同じ学校から8人参加していて、日本に帰る前日はロンドンの結構立派なホテルに泊まった。
2名1室で隣同士の部屋、離れた階の部屋、さらに離れた階の部屋の4室に分かれることになり、自分と同じ部屋になったAさんは、一番離れた部屋の鍵をもらって部屋に向かった。
数年経った今なら、家具の配置なんかが心理的によくなかったのかなぁ、と思うのだが、当時はドアを開けて部屋を見た瞬間、綺麗なんだけれど、よく分からない気持ち悪さがして何だかそわそわした。
まぁそんな事をAさんに言うのも気を悪くさせるだろうし、黙っておいた。
まだ夕方だったので、Aさんと「今からどっか遊びに行ってゴハン食べて帰ってこようか」と決めて、それぞれ着替えたり、色々と支度をしている最中、ふいにAさんが「ねぇ、この部屋なんか気持わるくない?」と言ってきた。

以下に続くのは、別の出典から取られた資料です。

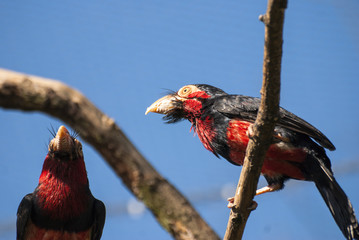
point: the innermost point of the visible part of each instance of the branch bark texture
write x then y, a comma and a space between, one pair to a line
172, 210
265, 122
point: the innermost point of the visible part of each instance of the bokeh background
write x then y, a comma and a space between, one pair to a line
123, 55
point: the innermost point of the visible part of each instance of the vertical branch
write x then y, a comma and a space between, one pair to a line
265, 122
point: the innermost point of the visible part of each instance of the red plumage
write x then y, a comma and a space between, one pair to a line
222, 122
62, 206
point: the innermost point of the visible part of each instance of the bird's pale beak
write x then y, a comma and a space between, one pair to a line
163, 105
62, 140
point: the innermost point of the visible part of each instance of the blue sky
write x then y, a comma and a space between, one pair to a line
123, 55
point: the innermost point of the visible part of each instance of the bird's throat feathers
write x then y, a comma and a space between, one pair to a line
63, 188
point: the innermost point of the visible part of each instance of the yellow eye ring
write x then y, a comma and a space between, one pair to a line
185, 91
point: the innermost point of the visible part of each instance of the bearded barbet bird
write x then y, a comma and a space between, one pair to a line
222, 122
62, 205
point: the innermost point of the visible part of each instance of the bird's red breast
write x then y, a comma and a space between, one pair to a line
278, 158
35, 233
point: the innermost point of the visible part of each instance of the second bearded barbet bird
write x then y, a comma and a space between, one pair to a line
62, 205
221, 122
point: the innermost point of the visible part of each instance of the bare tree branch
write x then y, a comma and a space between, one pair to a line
265, 122
172, 210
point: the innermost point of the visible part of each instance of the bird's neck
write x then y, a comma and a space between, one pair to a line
63, 190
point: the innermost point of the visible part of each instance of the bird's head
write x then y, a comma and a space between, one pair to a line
186, 103
64, 147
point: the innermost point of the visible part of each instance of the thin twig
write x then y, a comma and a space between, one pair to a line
265, 122
172, 210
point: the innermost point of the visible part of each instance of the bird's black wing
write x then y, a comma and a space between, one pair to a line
99, 221
246, 108
23, 215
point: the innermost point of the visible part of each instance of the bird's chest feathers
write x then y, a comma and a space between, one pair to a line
37, 233
237, 140
63, 191
205, 131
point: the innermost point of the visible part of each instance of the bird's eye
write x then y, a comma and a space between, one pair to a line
184, 92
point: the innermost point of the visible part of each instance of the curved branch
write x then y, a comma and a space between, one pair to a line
172, 210
265, 122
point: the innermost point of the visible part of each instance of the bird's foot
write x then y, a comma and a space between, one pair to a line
269, 188
250, 131
230, 202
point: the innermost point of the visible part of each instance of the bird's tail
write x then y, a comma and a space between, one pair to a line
336, 199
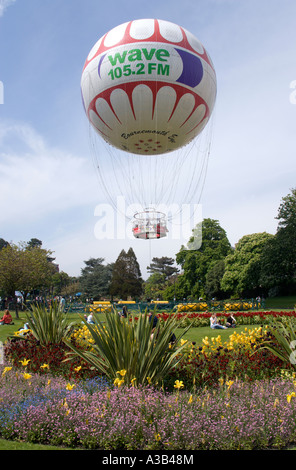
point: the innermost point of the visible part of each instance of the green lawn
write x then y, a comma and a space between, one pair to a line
15, 445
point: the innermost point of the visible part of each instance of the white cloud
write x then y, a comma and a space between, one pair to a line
4, 4
38, 181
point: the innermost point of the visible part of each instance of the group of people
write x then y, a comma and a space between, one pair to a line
6, 319
215, 323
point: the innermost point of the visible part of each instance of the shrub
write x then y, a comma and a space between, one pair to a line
128, 345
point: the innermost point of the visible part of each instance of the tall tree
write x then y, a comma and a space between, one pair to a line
95, 278
25, 269
242, 267
196, 263
278, 269
126, 276
163, 266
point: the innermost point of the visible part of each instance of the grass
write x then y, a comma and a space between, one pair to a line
194, 334
15, 445
280, 303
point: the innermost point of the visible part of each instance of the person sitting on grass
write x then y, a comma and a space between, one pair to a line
6, 319
231, 322
214, 324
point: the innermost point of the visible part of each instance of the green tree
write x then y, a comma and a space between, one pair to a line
215, 246
214, 277
243, 266
95, 278
126, 276
163, 266
23, 268
278, 268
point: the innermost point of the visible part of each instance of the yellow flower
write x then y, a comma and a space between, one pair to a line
6, 369
289, 397
25, 362
69, 386
27, 376
179, 384
229, 383
118, 382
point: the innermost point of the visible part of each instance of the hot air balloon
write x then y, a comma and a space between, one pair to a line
149, 88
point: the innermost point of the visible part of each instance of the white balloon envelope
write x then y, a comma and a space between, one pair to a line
148, 87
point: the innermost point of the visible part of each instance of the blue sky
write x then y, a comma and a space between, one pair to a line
48, 186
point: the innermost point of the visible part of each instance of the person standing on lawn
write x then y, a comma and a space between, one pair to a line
6, 319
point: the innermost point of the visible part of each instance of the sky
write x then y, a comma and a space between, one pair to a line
49, 188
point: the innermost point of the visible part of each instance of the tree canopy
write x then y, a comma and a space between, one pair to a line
24, 268
95, 278
126, 276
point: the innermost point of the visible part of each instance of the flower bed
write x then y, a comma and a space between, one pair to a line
238, 358
197, 319
234, 415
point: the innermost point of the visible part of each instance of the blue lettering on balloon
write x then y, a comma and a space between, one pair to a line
192, 69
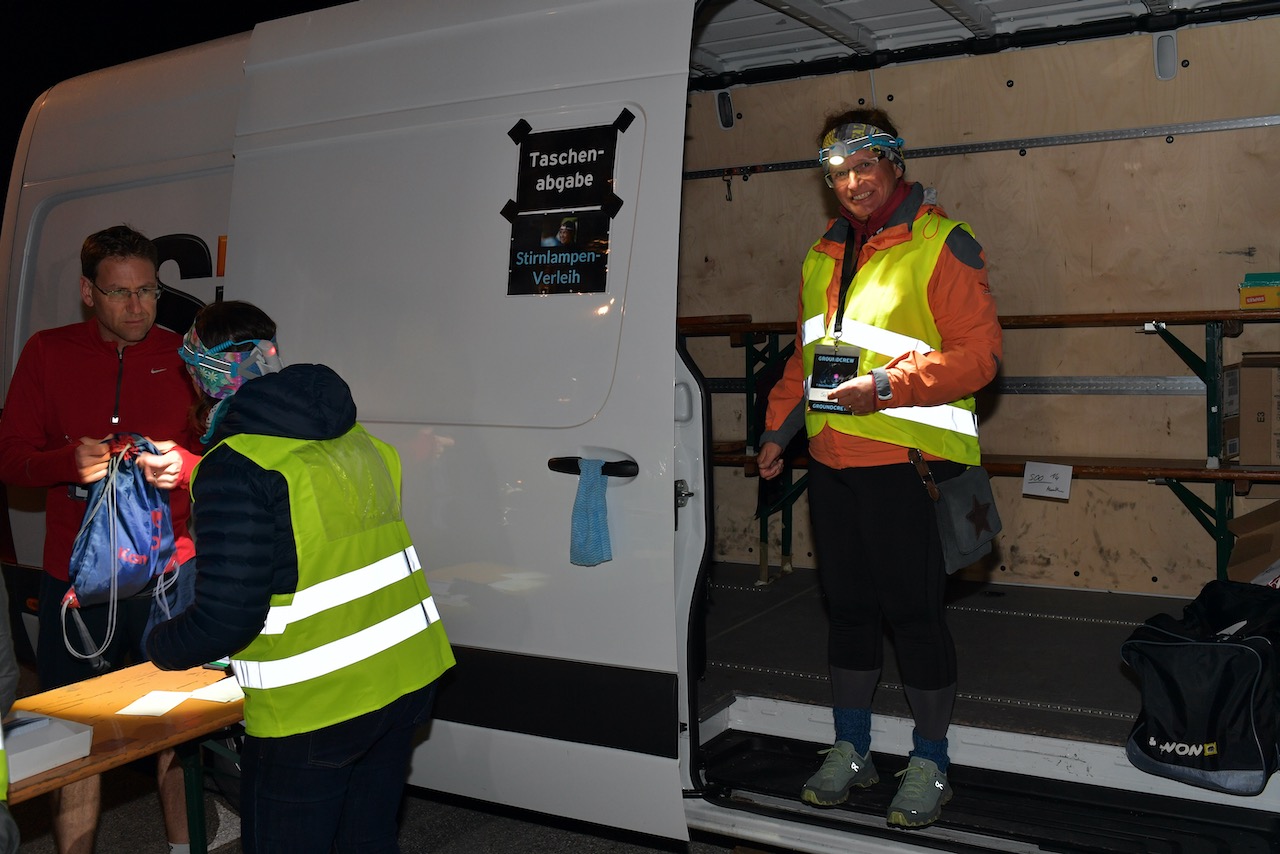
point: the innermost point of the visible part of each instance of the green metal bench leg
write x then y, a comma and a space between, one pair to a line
193, 779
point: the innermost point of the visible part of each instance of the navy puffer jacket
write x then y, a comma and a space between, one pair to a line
245, 549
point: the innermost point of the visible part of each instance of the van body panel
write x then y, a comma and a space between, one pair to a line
382, 227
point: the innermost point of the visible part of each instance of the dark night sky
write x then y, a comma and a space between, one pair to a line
45, 41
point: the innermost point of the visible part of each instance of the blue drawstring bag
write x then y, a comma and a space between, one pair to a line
123, 544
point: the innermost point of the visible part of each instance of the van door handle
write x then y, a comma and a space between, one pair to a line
620, 469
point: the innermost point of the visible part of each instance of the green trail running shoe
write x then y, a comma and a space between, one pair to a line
920, 794
840, 771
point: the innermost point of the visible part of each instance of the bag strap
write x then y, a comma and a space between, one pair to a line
922, 469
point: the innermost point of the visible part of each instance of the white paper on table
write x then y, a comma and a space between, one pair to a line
155, 703
1047, 480
224, 690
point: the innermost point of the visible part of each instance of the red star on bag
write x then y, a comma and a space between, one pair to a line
979, 516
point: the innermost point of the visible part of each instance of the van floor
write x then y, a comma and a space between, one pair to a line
1018, 648
1038, 661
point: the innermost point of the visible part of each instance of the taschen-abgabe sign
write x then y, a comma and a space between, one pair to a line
563, 206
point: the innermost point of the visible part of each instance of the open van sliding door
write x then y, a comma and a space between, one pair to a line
398, 168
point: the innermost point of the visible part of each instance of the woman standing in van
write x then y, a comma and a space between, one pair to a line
894, 295
307, 579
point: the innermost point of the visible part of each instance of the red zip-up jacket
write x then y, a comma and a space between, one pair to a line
69, 383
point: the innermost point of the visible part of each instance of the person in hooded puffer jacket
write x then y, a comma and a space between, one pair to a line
306, 578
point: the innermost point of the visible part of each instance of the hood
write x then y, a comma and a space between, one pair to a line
298, 402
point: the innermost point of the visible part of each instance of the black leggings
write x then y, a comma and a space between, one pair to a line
880, 561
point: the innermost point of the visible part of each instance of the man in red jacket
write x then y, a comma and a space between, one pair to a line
74, 387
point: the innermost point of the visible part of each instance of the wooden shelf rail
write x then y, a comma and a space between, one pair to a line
763, 346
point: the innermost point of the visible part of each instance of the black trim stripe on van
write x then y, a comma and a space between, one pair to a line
612, 707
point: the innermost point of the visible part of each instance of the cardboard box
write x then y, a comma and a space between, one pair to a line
1232, 438
1229, 410
36, 743
1260, 410
1257, 543
1260, 291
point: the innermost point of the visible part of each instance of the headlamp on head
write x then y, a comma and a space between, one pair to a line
844, 141
220, 370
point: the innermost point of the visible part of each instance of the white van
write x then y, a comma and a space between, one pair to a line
388, 181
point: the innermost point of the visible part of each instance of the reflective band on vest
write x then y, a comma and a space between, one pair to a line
337, 654
342, 589
887, 342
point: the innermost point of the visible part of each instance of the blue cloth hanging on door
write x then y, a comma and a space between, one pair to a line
589, 543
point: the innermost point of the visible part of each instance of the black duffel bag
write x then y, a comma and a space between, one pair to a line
1210, 708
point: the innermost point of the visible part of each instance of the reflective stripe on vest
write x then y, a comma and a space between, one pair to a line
338, 653
894, 345
342, 589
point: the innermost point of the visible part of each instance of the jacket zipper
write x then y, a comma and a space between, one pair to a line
119, 382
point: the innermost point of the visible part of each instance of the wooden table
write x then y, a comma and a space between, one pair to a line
119, 739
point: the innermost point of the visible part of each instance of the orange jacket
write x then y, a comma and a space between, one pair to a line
964, 313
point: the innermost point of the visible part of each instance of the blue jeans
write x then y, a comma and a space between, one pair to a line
333, 790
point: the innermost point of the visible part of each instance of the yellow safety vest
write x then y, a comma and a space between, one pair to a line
887, 314
361, 629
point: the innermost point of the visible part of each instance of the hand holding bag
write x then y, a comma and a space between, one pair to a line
124, 542
968, 520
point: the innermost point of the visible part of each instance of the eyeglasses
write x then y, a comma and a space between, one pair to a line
860, 168
149, 293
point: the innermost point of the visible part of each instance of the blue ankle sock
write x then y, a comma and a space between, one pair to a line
854, 726
935, 752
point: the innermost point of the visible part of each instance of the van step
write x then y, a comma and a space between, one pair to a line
1011, 812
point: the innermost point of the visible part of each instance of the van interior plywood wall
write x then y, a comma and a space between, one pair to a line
1161, 223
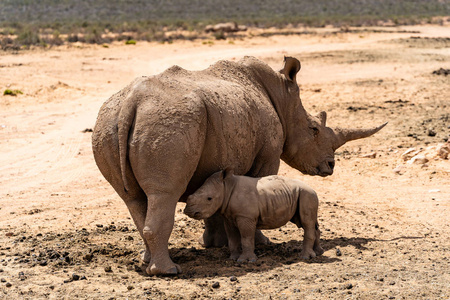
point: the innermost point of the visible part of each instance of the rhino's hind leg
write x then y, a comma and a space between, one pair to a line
138, 208
158, 227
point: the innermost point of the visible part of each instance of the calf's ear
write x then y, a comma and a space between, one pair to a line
291, 67
322, 117
228, 172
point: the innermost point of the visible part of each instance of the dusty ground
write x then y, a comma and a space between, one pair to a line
64, 233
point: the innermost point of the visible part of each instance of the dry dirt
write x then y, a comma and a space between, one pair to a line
65, 234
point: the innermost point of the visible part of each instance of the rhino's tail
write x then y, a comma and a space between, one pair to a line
126, 119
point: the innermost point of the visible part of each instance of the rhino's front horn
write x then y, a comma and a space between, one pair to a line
345, 135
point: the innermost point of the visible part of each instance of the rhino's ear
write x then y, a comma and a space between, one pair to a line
291, 67
322, 116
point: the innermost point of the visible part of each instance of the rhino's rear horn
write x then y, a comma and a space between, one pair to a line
345, 135
291, 67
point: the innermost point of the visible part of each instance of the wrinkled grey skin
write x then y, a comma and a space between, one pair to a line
248, 203
159, 138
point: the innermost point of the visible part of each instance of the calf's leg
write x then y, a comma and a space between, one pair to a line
247, 229
308, 206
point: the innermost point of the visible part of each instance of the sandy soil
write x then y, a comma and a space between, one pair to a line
65, 234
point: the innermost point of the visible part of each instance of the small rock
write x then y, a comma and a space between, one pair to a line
399, 170
88, 257
418, 159
43, 263
431, 132
409, 153
370, 155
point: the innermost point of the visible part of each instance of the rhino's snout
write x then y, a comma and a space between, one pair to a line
189, 211
326, 168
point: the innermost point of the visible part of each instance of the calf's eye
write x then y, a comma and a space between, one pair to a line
315, 131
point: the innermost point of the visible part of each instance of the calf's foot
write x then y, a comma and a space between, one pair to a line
307, 254
251, 257
163, 268
318, 250
145, 256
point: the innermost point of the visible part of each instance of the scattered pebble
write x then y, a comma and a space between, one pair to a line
418, 159
370, 155
399, 170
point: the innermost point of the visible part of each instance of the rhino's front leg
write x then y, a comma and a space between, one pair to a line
234, 240
214, 234
317, 248
158, 227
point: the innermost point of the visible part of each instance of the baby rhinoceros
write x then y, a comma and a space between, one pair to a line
249, 203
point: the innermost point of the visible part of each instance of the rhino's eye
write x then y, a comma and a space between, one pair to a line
315, 131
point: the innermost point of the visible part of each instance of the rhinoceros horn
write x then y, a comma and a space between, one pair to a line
344, 135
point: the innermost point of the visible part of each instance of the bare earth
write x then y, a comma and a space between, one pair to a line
64, 232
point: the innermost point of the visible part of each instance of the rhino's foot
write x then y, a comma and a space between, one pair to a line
307, 254
234, 256
217, 239
247, 257
318, 250
145, 257
260, 238
163, 269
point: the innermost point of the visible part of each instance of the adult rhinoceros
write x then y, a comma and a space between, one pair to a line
160, 137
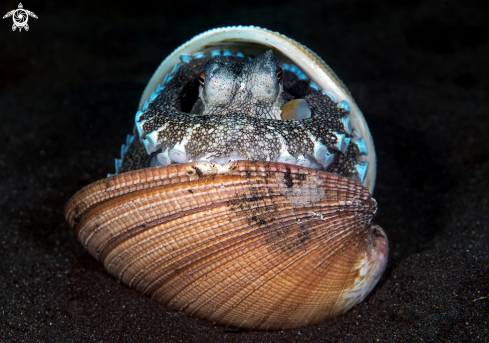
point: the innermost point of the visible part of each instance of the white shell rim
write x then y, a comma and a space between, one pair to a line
309, 62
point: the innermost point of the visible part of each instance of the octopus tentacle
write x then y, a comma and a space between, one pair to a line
168, 132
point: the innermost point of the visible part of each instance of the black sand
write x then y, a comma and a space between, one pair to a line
69, 88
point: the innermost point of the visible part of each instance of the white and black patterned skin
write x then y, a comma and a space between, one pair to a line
239, 117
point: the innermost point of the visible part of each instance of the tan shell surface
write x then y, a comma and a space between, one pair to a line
258, 245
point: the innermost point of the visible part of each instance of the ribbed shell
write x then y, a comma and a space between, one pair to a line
247, 244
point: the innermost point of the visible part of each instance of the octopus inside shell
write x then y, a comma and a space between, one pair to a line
244, 195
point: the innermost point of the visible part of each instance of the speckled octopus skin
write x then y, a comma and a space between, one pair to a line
242, 125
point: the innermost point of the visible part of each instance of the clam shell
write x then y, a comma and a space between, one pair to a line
257, 245
254, 40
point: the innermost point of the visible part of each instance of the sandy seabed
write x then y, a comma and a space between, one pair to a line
69, 88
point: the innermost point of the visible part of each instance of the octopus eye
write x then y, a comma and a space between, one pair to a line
280, 73
202, 78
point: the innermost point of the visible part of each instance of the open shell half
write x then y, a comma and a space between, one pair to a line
249, 244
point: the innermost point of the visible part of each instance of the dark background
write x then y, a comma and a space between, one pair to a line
69, 88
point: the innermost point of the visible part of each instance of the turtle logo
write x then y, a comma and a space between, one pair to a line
20, 17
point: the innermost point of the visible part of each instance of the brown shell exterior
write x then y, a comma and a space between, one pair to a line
240, 244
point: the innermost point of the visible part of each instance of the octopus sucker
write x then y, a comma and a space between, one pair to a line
243, 195
237, 119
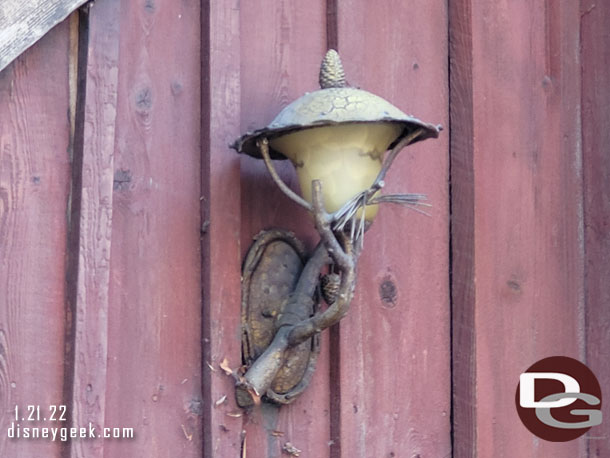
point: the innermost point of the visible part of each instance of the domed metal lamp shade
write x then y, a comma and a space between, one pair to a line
337, 135
338, 139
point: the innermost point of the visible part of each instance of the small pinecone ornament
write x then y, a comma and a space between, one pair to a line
331, 71
330, 287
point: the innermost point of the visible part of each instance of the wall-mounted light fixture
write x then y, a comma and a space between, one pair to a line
338, 140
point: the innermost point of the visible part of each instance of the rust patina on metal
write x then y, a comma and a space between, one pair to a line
280, 320
270, 273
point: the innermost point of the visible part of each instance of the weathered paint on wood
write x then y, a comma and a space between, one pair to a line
91, 223
462, 235
24, 23
394, 365
34, 188
282, 43
221, 224
522, 85
595, 60
516, 69
154, 319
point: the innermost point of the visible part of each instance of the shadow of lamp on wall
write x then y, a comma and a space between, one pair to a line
341, 141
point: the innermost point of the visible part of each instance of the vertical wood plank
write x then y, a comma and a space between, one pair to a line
526, 236
221, 221
137, 333
394, 364
595, 58
34, 189
282, 44
91, 220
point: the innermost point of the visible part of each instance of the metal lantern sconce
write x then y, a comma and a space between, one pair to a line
337, 139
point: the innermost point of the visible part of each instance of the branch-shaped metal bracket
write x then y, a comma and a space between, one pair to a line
280, 319
270, 273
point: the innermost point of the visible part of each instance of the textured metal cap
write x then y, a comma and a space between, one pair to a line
333, 104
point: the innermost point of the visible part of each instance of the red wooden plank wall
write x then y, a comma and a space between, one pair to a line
528, 266
124, 218
394, 353
34, 189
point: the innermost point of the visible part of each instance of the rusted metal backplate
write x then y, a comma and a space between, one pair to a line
394, 367
34, 189
517, 71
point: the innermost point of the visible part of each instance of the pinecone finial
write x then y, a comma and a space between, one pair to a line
331, 71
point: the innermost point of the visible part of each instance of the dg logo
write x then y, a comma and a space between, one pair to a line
559, 399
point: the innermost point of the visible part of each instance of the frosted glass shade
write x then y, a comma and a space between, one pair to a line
346, 158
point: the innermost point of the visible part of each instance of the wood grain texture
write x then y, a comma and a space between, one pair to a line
595, 59
91, 220
394, 343
24, 23
282, 45
527, 228
153, 373
34, 188
221, 223
462, 236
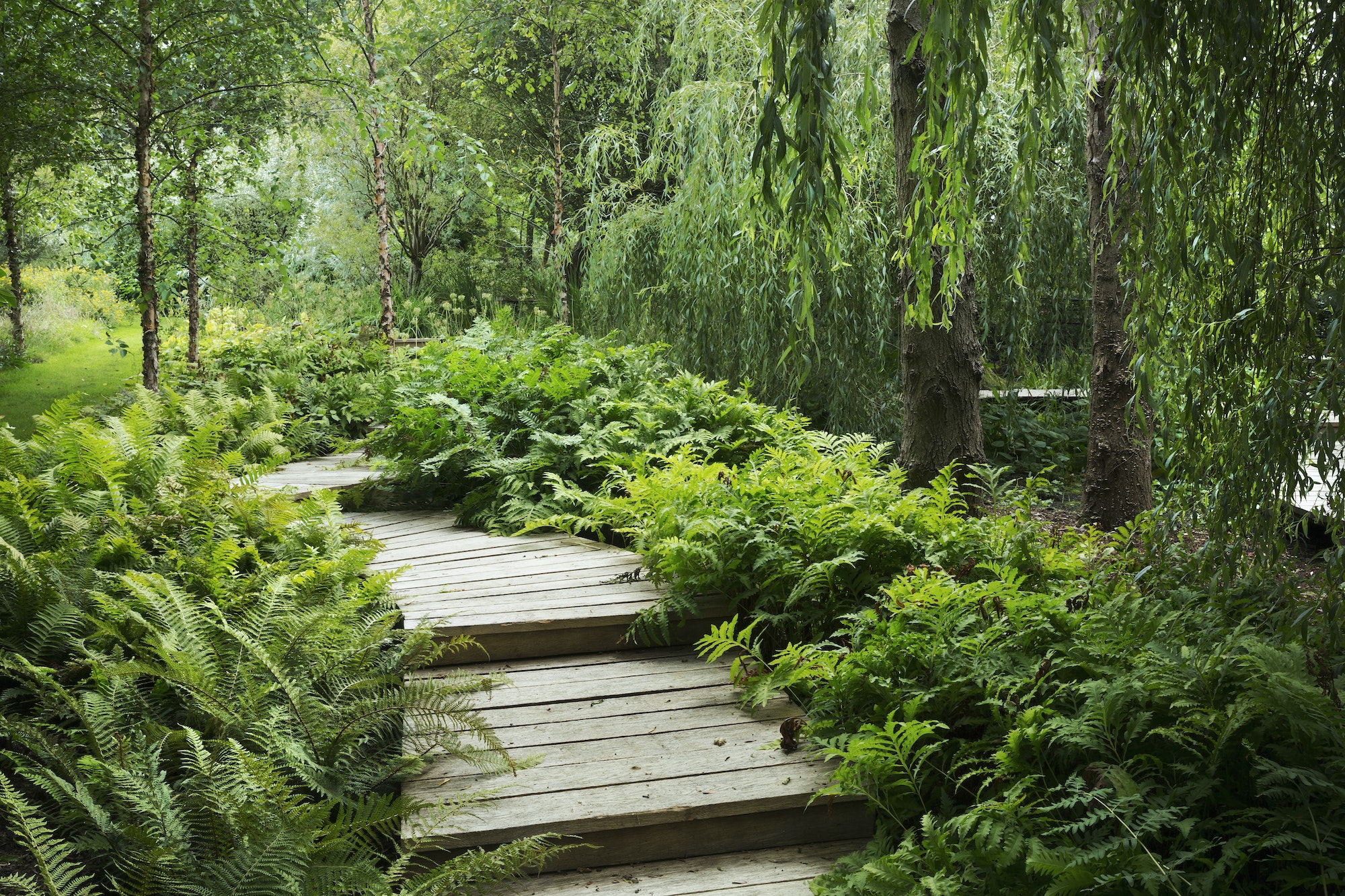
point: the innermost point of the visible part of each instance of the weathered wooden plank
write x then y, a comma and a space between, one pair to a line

私も黙っていたもののずっとその事が気になっていたので、二人で「やっぱりー!?」と一瞬盛り上がった。
この体中が少しだけ緊張しっぱなしの、そわそわ感。
そして原因のわからない気持ち悪さ。
そんなに広い部屋でもないし気になるので、二人であちこち見て回った。
部屋に入るドアを開けて正面は2つの窓。
ドアのすぐ右側には、頭をドア側(廊下側)にしてある二人分のベッド。
それぞれの枕元にサイドボード。
その上にランプ。
全て廊下側の壁にぴったり引っ付けた配置になっている。
ドアから左側には、半身を映す横長の鏡。
これで一部屋。
鏡の向こうに、バルルームのドアある。
まず二人でバスルームを見に行く。
何故だかさっきまでの気持ち悪さがなくなり、「あれ?そんなに・・・だねぇ?」「お互いに思っていたことを口にしてスッキリしちゃったんじゃないのー?」なんてチョット笑いながら、さっきまで居た部屋を振り返った瞬間、ものっっすごい嫌な空気を感じた、さっきまで以上の。
どちらが言ったのかも覚えていないけれど、「早く、出かけよ・・・」となり、黙ったまま部屋を後にした。
廊下に出るまで慌てなかったし、走らなかったし、謎のパニック状態でもキャーキャー叫ばなかった。
それをしてしまえば、頭のどこかでバカバカしいと思いたい、説明のできない恐怖を認めてしまう気がして。